A Particular Correspondent noticed that the previous version of Play Random Album was biased towards larger albums when selecting one at random. The problem was that it grabbed a random track first and built the album out using the album of that track. Well, of course. Albums with more tracks had a better chance of being selected by virtue of having more tracks in the pool, as it were.
The latest version of Play Random Album actually chooses a random album name first which gives every album a fair chance. I've also speeded it up a little and tweaked some error checking. Attach it to a keyboard shortcut and it almost feels native.
I just bought a set of Bose 201 speakers and I've been burning 'em in (ahem, letting them experience a variety of frequencies) by playing random albums using this script. Works great.
iTunes will stop updating a Podcast subscription if you haven't played at least one of its episodes in five days. Update Expired Podcasts v2.2 will go through every Podcast subscription and update it so you don't have to manually update each one individually.
This latest version adds a routine that checks to see if iTunes is running before proceeding with updating the Podcasts. Now, you may be asking yourself: if I'm running the script from the iTunes Script menu then why would the script need to check if iTunes is already running? Because: I'm going to show you how to regularly launch the script automatically and invisibly in the background and you may not want iTunes to run when the script fires. If you're not familiar with launchd then read on.
You can probably imagine that I hear a lot of unusual ideas for creating workflows for iTunes with AppleScript. Quite a while ago someone suggested a script that could be run when a track was playing that would find all the tracks of that track's album, put them in track order in a new playlist, and then play them in order starting from the original selected track. For example, "Time" from Dark Side of the Moon comes up and you want to hear "The Great Gig in the Sky", "Money", etc, in their album context.
But really. How many people ever want to do that? Well it turns out that the more I thought about how quirky a suggestion it was the more often I began noticing opportunities where I'd like to do the very thing. So I caved and wrote Play In Album Context.
If you select a track and then launch the script a new playlist will be created from the tracks of that track's album (actually, tracks that have the same Artist, Album, and Disc Number tagswhether that results in gathering the correct tracks for the album depends on how well you've tagged your tracks) and the selected track will begin playing from its album position in the playlist.
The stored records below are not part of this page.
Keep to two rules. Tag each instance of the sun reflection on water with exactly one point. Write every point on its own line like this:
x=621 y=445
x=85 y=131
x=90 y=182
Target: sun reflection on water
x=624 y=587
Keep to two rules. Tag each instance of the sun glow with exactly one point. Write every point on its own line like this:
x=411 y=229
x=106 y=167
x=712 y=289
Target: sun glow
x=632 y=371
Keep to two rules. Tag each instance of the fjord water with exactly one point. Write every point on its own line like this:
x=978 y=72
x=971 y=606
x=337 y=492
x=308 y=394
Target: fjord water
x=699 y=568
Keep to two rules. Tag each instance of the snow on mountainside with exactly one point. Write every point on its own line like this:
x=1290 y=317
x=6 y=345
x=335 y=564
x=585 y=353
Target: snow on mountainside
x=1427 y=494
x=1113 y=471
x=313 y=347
If a track is playing and the script is launched, the album playlist is created as described above, and the current track will continue playing from its album position in the new playlist. The trick of the script is to temporarily set the playing track's bookmarkable property, pause iTunes, and then immediately play the same track in the playlist; the track picks up playing from the bookmark set when the track was paused. There is a slight stutter when this transfer occurs, but if the goal is to hear the succeeding tracks in album context, it's probably a small inconvenience to bear.
Quick Convert v3.0 will convert all or just the selected tracks of the selected Playlist using your choice of available iTunes encoders, restoring your Preferences-set encoder afterwards.
Works with importing selected CD tracks, too.
- Choose to delete and/or Trash the original tracks and/or files
- Copy all converted/imported tracks to a new playlist
- Optionally save AAC encoded tracks as M4B "bookmarkable" and re-add the converted files to the Books library
This latest version consolidates all options into a single window and displays progress during track processing.
Quick Convert v3.0 is for OS X 10.6 or 10.7 only. Previous universal version for PowerPC machines available at the entry page.
Found a bug in Change Hidden iTunes Preferences that affected how the "Maintain Grid View for Search Results" pref was applied. Current versions of iTunes regarded the setting somewhat ambiguously so I fixed that. Additionally, to be clearer, that pref is now labeled "Grid View Search results switch to List View", since by default, iTunes maintains whatever view is in use for search.
iTunes has had the Crossfade feature for a while, whereby consecutive songs will overlap for a few seconds at end-to-beginning. But what if you want the opposite effect: a set amount of silence between each song? But you can't set a negative Crossfade. A Space Between is an AppleScript applet that will wait a user-set number of seconds between plays of consecutive tracks in a playlist. Just select a playlist, or a track in a playlist, launch the applet, and enter a number of seconds.
The tracks will play, pausing for the entered number of seconds between each track.